You have arrived at the web home of Noah Brier. This is mostly an archive of over a decade of blogging and other writing. You can read more about me or get in touch. If you want more recent writing of mine, most of that is at my BrXnd marketing x AI newsletter and Why Is This Interesting?, a daily email for the intellectually omnivorous.
I really like what Ezra Klein has to say about the documentary 'Inside Job' and the genre of crisis-explanation journalism we're experiencing:
There's a lot to dislike about Wall Street. The pay. The culture. In many cases, the people. But that doesn't explain what happened in 2007 and 2008. A lot of observers understood we had a housing bubble -- Dean Baker, for instance, had been sounding the alarm for years -- but few of the housing skeptics saw everything going on behind the bubble: That the subprime mortgages had been packaged into bonds, that the bonds had been sliced into tranches, that the formulas being used to price and rate the tranches got the variable expressing correlation wrong, that an extraordinary number of banks had purchased an extraordinary amount of insurance against getting that correlation wrong from AIG, that AIG had also priced the correlation wrong and would be unable to pay its debts in the event of a meltdown, that a meltdown would freeze the mostly unregulated shadow market that major financial institutions and players used to fund themselves, that the modern financial system was so fragile that an uptick in delinquent subprime mortgages could effectively crash the global economy.
I've been thinking about this in other contexts recently. When we search for understanding of anything new (whether it's a piece of technology or a fundamental shift in the world financial system) we tend to grab on to the answers that reinforce the things we believe. Confirmation bias I think they call it. The problem is things happen for incredibly complex reasons. This is what makes it so hard to understand something like the financial crisis, how influence works on the web or why people are buying so many iPads. While I certainly don't believe in sticking your head in the sand and ignoring what's going on in the world, I do think every answer needs to be approached with the proper level of skepticism: Are we believing this because it reinforces the things we believe or is it really the answer.
As much as it may pain our self-confidence, the reality is that almost anything that involves lots of people doing something is too complex to explain in a sentence.

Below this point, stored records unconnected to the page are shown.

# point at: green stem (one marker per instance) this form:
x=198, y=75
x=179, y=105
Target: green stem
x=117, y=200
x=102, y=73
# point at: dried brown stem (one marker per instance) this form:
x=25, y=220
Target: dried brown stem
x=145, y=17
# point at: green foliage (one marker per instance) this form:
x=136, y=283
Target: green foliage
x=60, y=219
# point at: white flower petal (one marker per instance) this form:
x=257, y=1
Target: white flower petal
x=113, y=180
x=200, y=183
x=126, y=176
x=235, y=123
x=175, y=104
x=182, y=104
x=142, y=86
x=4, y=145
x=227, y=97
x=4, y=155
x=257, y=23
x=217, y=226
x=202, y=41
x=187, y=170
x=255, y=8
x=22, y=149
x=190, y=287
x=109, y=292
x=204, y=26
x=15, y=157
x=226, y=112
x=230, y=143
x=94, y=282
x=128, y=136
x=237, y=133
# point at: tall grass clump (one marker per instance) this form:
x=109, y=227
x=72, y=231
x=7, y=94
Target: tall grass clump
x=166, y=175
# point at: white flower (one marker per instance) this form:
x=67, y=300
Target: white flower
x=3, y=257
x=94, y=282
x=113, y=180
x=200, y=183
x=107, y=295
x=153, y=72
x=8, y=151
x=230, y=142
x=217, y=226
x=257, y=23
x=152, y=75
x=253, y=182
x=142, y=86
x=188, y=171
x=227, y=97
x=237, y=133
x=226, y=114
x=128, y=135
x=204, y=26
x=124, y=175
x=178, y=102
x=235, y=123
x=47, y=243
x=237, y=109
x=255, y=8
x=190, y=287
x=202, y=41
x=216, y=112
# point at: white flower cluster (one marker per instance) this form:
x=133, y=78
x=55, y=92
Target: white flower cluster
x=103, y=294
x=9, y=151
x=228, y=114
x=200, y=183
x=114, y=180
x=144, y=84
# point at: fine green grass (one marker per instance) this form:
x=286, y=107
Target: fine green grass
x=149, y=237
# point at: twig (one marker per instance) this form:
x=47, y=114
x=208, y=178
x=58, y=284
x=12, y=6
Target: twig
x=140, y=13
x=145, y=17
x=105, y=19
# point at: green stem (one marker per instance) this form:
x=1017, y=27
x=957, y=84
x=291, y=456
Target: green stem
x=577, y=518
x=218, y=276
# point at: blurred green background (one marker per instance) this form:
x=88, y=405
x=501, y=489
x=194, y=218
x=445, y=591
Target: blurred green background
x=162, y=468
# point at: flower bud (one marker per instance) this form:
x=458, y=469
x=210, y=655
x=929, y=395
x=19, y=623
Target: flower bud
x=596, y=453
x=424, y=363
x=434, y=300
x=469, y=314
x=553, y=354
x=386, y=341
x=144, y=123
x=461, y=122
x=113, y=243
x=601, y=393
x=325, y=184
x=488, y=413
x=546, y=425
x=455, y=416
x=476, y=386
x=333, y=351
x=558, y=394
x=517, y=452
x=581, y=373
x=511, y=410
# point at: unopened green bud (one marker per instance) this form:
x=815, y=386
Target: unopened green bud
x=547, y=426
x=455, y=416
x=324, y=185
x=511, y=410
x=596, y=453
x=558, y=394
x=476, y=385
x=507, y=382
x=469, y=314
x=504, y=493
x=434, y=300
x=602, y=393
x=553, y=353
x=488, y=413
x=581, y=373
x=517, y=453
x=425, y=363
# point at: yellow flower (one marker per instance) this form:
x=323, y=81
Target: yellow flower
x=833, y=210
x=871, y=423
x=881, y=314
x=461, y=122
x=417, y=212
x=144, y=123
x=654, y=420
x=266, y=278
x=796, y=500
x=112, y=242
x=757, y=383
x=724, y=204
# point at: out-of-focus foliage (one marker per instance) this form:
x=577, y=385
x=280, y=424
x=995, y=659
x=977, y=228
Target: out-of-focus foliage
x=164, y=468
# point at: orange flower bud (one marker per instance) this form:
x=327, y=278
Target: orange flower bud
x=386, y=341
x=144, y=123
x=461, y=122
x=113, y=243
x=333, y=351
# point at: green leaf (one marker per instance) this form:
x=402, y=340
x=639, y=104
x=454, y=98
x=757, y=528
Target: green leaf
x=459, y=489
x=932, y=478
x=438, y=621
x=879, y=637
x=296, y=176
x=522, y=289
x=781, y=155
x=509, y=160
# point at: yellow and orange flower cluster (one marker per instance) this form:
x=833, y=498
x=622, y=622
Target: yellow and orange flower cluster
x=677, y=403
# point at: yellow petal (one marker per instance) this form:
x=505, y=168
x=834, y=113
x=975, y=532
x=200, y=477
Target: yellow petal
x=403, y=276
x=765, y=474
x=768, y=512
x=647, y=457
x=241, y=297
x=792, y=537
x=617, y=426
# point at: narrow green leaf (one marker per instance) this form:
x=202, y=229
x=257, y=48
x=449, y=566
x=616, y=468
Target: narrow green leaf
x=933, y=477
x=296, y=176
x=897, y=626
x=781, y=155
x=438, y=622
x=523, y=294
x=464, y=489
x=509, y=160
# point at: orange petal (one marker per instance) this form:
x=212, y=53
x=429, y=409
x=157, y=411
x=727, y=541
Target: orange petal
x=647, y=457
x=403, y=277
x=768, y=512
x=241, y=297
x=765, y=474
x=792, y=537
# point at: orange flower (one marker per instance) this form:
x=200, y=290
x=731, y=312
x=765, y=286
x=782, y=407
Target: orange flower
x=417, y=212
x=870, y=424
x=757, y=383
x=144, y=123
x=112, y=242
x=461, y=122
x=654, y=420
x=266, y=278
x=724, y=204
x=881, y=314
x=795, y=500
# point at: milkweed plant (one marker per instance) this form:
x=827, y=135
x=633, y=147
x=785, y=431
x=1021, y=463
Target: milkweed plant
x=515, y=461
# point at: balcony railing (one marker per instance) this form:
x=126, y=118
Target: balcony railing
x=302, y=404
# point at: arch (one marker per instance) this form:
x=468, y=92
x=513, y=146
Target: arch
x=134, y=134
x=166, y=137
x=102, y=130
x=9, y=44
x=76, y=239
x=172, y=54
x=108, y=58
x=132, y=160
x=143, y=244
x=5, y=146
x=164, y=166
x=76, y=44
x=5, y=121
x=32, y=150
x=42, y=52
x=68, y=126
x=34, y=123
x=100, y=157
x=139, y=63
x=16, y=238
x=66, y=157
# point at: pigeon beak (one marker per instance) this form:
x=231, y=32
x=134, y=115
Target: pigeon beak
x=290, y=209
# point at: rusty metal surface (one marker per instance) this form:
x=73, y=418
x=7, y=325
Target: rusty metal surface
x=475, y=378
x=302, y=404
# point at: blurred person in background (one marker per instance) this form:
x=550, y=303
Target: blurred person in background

Apple is not successful because of design, MySpace didn't disappear because they covered their site in ads and the financial crisis didn't happen because bankers were greedy. Sure, all those things were factors, but Apple spends around three-quarters of a billion dollars on advertising, MySpace was originally built on ColdFusion for simplicity's sake and many of us bought things we couldn't afford.
We should never stop searching for the answers, but if we really want to try and understand we must try to place the answers we find in the larger context.